Gullypan y los ñandúes

Pastaba Gullypan feliz y disfrutaba, con los pelos al viento, suaves como el aire. Eran tardes en las que lo que más amaba era cuando de la nada surgían los ñandúes. Era ése el momento que esperaba con más ansias. Sin lugar a dudas. Los ñandúes eran algo especial porque sacaban la cabeza de entre los pastizales y lo hacían muy poco a poco.

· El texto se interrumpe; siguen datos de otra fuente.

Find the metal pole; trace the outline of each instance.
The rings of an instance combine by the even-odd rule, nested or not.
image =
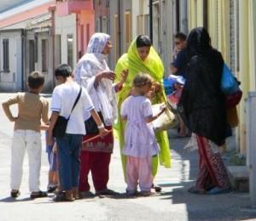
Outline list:
[[[256,208],[256,92],[249,92],[246,99],[247,166],[249,170],[249,188],[252,207]]]
[[[149,0],[149,37],[153,42],[153,0]]]

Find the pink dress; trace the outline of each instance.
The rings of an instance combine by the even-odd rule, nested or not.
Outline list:
[[[127,116],[123,154],[135,157],[148,157],[159,152],[151,123],[145,117],[152,116],[152,105],[144,96],[130,96],[121,105],[121,116]]]

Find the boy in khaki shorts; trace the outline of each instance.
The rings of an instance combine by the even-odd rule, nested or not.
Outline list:
[[[38,71],[32,72],[28,76],[29,92],[18,93],[15,96],[4,101],[3,105],[5,115],[10,122],[15,122],[14,138],[11,148],[11,196],[20,196],[20,186],[22,178],[22,165],[26,150],[29,162],[29,190],[30,197],[47,196],[39,190],[39,177],[41,169],[41,118],[44,123],[49,123],[49,104],[40,97],[44,82],[44,76]],[[18,116],[14,116],[9,110],[12,105],[18,105]]]

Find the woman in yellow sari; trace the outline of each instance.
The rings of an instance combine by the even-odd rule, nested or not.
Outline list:
[[[148,73],[153,79],[159,82],[160,87],[159,92],[154,94],[152,104],[162,103],[166,101],[166,96],[163,89],[164,65],[156,51],[152,47],[151,41],[147,36],[138,36],[134,39],[129,47],[128,53],[124,54],[116,65],[115,73],[116,81],[122,77],[124,70],[129,70],[129,75],[123,89],[118,94],[118,122],[116,125],[117,133],[119,135],[119,146],[122,156],[123,170],[125,171],[126,159],[122,154],[124,146],[124,129],[125,122],[120,119],[120,107],[122,102],[130,95],[132,89],[132,81],[139,72]],[[160,145],[160,153],[158,156],[153,157],[152,169],[153,175],[157,173],[158,164],[166,167],[171,167],[171,154],[169,149],[169,140],[167,133],[158,132],[155,133],[157,142]],[[160,191],[160,188],[156,187],[155,190]]]

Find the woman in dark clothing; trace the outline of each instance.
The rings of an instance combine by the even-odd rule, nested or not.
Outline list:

Cuando llegaba la hora a la que solían hacerlo, Gullypan prestaba más atención, sondeaba los pastos que se removían para ver si por allí podía asomarse una cabecita oscura y tímida. Siempre le sucedía que cuando se quedaba mirando por demasiado tiempo en una dirección y veía un ñandú, este no era el primero, detrás suyo hacía rato había crecido algún otro. A veces ganaba pero esos días eran especiales. Muy especiales.

Uno de esos días Gullypan le propuso a los ñandúes:

-Queridos amigos, ustedes saben que en mis quinientos ochenta y cuatro años sólo dos veces he podido ver al primer ñandú asomando el primer penacho. Por eso quisiera celebrarlo ¡Vayamos todos juntos al monte Ilineo y juguemos ahí porque también es mi cumpleaños y ahí puede ser el de cualquiera de ustedes!

Los ñandúes simplemente lo miraron, inexpresivos, porque así eran ellos. Surgían del suelo y se quedaban quietos, muy quietos, como embalsamados.

El monte Ilineo se veía en el horizonte como una sombra vaga, estaba muy muy lejos, pero era un lugar hermoso lleno de dicha que valía el sacrificio.

-Ni en pedo camino hasta allá. – Dijo un ñandú.

-Yo tampoco… no podríamos hacer algo acá? – Agregó otro.

-A mí me encantaría pero tengo los pies a la miseria. – Agregó un tercero.

Gullypan se quedó mirándolos desconcertado.

-Es que… por mí iría pero si no van los demás no sé si tiene mucha gracia.- dijo otro ñandú y Gullypan sonrió.

Al punto que no pudo evitar que se le escapara alguna lágrima. Fue la primera y única vez que escuchó hablar a los ñandúes. A sus 584 años podía morir feliz.